Upon successful exploitation, the scanner removes forensic artefacts and proceeds to deploy:

  • XMRig for Monero mining
  • lolMiner for Conflux mining
  • Hysteria V2 for proxy botnet functionality

All compromised nodes are centrally managed via a Flask-based command-and-control (C2) dashboard. The technique of abusing ComfyUI custom nodes for arbitrary code execution was partially documented by Snyk in December 2024, but this campaign represents the first known large-scale weaponisation.

Framework Mapping

  • AML.T0010 (ML Supply Chain Compromise): The attacker introduces a malicious custom node package via ComfyUI-Manager, poisoning the plugin supply chain of the target environment.
  • AML.T0047 (ML-Enabled Product or Service): ComfyUI itself is abused as the attack surface — the ML platform becomes the initial access vector.
  • LLM07 (Insecure Plugin Design): Custom nodes execute arbitrary Python without authentication, directly mapping to insecure plugin/extension design patterns.
  • LLM05 (Supply Chain Vulnerabilities): Malicious packages are injected through a trusted plugin management mechanism (ComfyUI-Manager).
  • LLM08 (Excessive Agency): The plugin system is granted execution privileges far exceeding what is needed for legitimate inference workflows.

Impact Assessment

With over 1,000 publicly accessible ComfyUI instances identified, the immediate victim pool consists primarily of independent researchers, small studios, and developers running AI image generation workflows on cloud infrastructure without authentication controls.
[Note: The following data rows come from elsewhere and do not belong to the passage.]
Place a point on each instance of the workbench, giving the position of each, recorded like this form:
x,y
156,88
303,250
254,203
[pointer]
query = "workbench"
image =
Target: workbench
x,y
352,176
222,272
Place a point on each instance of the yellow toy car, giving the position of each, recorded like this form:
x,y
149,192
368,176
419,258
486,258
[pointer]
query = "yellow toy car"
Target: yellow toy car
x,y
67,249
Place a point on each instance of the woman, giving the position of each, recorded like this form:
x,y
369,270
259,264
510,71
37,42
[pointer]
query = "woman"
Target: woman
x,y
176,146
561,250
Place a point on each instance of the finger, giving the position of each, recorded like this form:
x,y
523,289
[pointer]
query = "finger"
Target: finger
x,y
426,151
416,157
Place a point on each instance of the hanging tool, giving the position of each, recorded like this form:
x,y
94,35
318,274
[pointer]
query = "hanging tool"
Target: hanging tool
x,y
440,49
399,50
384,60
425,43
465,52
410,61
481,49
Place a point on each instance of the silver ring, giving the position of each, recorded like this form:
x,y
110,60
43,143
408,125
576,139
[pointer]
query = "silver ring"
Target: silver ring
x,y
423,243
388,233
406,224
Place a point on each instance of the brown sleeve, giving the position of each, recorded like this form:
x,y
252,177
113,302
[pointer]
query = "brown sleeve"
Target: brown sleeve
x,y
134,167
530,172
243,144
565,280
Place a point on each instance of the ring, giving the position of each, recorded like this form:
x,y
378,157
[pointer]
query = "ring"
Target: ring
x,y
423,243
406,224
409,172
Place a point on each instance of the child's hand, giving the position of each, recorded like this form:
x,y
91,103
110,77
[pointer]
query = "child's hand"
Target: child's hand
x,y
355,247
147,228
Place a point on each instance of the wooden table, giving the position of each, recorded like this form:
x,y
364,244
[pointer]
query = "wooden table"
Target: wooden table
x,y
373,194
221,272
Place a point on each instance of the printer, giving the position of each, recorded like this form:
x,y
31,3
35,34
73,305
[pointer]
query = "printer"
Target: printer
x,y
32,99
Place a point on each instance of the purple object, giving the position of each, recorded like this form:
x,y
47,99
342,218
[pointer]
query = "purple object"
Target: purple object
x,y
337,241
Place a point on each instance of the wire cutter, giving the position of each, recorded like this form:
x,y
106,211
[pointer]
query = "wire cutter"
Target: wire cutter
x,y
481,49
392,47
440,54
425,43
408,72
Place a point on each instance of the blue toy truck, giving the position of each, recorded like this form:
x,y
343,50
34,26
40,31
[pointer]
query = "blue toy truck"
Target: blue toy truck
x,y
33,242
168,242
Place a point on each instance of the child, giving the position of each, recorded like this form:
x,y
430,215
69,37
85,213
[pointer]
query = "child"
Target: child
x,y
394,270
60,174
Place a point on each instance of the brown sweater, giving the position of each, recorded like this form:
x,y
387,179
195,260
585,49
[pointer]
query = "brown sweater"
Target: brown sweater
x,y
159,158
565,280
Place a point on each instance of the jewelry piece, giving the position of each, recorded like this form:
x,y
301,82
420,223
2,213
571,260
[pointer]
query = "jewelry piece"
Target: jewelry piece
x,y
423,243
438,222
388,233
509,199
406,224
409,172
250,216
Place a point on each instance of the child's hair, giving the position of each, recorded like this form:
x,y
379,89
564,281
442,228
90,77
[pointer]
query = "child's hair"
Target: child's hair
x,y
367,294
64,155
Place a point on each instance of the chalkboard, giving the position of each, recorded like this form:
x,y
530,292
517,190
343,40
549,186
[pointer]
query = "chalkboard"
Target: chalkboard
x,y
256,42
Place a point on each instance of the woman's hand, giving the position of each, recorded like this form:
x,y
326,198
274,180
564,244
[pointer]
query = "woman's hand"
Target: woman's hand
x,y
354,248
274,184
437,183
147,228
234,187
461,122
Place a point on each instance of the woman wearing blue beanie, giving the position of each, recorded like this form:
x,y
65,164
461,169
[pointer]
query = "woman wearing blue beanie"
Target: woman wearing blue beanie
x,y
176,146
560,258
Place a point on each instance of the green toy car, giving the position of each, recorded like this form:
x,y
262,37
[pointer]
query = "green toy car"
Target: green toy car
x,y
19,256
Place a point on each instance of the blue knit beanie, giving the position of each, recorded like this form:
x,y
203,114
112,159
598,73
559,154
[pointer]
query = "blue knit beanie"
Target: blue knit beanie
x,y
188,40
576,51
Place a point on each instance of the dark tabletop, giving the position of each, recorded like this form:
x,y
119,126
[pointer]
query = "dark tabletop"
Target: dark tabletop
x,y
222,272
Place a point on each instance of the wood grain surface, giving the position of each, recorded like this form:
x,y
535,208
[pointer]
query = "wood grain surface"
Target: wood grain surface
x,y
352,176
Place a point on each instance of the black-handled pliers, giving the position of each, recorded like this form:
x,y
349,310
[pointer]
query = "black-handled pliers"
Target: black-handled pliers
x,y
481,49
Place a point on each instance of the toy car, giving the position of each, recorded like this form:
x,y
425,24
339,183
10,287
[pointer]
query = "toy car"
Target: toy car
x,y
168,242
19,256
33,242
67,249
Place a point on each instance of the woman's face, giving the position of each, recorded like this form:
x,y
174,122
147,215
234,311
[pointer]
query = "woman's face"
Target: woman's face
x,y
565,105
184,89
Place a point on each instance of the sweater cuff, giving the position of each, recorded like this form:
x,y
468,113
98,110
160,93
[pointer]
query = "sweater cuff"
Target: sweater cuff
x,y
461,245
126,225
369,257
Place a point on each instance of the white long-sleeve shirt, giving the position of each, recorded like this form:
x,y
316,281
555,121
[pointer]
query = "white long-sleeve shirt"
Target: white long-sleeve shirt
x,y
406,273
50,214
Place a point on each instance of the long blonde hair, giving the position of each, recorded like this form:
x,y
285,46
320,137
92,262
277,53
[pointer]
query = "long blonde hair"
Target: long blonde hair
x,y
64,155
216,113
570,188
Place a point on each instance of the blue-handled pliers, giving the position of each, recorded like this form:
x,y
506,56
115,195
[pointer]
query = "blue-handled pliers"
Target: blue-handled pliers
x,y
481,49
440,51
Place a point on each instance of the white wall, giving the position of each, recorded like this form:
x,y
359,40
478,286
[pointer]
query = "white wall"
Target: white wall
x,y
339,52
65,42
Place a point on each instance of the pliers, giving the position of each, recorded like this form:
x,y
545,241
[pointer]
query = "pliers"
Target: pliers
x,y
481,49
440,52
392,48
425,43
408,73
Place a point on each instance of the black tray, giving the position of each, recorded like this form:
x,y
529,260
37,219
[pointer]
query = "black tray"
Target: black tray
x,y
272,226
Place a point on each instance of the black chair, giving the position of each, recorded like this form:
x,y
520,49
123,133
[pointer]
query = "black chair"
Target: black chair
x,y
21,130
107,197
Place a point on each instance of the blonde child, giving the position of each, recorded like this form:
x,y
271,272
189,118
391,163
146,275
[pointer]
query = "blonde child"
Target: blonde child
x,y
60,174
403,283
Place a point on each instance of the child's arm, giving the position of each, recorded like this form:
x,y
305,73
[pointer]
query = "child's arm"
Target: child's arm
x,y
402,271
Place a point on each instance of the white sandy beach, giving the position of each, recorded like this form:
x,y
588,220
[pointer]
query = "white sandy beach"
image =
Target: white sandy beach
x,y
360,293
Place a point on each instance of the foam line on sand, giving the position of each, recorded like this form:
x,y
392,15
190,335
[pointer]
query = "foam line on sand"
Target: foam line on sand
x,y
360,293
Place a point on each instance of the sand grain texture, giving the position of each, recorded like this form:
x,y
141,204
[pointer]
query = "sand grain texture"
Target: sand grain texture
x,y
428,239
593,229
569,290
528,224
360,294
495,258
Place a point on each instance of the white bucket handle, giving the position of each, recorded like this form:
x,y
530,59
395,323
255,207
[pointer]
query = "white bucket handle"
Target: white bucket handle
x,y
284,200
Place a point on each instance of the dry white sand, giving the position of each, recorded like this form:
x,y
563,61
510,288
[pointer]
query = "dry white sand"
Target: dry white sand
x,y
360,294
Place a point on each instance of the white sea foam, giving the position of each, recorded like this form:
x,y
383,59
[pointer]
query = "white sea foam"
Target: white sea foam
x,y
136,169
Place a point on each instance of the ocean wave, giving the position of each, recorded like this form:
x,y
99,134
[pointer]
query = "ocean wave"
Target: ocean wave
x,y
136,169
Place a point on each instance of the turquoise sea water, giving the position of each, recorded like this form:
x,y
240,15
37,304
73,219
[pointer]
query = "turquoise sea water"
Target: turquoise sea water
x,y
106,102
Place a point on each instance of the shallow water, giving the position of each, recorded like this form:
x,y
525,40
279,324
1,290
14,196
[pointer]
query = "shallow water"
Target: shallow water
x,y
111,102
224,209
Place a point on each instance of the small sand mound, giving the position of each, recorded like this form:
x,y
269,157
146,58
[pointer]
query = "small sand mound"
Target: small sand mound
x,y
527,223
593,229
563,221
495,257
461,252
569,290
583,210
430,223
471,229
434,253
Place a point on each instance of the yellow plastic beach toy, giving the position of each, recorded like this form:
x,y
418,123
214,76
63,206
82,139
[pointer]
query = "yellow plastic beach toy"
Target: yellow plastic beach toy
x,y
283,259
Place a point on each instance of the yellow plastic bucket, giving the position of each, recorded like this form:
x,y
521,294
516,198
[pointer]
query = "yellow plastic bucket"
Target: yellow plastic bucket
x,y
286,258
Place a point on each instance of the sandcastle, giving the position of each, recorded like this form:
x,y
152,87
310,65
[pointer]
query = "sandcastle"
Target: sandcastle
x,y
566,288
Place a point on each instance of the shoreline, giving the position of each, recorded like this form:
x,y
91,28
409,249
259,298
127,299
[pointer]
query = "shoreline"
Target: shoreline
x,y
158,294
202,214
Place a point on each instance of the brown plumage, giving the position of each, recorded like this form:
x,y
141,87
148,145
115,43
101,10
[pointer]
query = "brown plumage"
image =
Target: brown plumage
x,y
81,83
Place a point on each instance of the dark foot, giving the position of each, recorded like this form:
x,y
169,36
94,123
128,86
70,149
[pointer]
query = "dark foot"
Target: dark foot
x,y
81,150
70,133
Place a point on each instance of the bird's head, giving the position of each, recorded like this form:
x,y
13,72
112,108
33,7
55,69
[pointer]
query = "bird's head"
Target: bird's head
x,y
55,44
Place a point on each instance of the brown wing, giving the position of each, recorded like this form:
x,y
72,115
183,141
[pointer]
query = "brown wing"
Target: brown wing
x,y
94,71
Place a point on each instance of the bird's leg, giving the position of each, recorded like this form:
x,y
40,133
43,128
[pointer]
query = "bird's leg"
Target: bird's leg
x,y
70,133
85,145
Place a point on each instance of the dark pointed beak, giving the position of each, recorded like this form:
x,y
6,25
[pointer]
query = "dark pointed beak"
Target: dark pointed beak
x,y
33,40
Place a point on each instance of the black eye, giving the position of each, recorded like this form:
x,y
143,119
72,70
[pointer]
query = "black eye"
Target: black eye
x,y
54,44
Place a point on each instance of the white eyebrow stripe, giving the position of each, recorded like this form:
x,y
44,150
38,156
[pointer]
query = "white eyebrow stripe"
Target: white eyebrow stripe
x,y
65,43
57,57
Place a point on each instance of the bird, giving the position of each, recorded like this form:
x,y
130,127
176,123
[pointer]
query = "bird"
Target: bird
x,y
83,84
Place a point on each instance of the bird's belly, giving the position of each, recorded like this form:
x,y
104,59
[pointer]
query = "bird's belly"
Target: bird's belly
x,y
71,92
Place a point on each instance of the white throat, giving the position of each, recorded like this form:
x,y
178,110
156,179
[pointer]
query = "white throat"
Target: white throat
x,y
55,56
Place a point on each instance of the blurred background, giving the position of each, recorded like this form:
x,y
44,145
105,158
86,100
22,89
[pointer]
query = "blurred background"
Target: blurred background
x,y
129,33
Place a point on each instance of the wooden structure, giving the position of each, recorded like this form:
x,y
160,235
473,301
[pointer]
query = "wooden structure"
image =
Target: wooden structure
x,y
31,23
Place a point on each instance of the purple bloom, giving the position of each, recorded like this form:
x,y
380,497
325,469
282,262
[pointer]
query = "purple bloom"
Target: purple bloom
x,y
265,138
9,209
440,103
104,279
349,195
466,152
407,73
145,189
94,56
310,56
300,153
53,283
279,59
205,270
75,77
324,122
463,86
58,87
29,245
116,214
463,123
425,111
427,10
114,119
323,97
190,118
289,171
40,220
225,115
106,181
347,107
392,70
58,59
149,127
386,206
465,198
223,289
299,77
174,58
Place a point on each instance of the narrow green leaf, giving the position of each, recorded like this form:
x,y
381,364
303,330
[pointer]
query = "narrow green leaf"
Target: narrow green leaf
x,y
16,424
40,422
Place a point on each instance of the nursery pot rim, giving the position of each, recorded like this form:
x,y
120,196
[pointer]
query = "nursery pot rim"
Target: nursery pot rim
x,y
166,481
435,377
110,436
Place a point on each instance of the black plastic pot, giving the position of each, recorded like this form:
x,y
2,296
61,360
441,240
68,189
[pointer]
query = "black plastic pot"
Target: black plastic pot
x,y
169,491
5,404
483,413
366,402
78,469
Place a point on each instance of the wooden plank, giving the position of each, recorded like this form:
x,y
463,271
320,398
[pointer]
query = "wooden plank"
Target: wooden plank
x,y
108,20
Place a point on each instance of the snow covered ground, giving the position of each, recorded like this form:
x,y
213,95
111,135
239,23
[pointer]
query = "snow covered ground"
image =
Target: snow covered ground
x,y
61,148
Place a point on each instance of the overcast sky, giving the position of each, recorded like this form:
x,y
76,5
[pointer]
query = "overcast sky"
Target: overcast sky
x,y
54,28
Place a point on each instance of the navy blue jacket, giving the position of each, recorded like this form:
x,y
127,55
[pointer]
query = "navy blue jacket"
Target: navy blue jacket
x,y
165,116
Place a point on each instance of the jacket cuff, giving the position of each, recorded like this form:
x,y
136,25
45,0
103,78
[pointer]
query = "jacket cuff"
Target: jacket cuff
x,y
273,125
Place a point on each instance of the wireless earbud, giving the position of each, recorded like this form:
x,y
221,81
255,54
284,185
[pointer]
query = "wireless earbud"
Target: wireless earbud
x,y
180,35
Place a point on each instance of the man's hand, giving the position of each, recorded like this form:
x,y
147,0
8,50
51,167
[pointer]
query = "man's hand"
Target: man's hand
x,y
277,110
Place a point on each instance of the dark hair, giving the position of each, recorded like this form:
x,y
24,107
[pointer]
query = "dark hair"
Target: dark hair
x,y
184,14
The financial impact manifests through stolen compute resources used for cryptomining. However, the same exploitation primitive could be trivially repurposed for data exfiltration, lateral movement, or persistent access to AI development environments containing sensitive model weights or training data.

Mitigation & Recommendations

  1. Never expose ComfyUI directly to the internet. Place instances behind a VPN, reverse proxy with authentication, or restrict access via firewall rules.
  2. Audit installed custom nodes and remove any packages not sourced from verified, well-maintained repositories.
  3. Disable ComfyUI-Manager’s remote install capability in production environments to prevent attacker-driven package installation.
  4. Monitor outbound network traffic from AI workstations for connections to mining pools or unknown C2 endpoints.
  5. Apply principle of least privilege to ComfyUI process accounts to limit post-exploitation impact.
  6. Scan for indicators of compromise including connections to 77.110.96[.]200 and presence of ghost.sh, XMRig, or lolMiner binaries.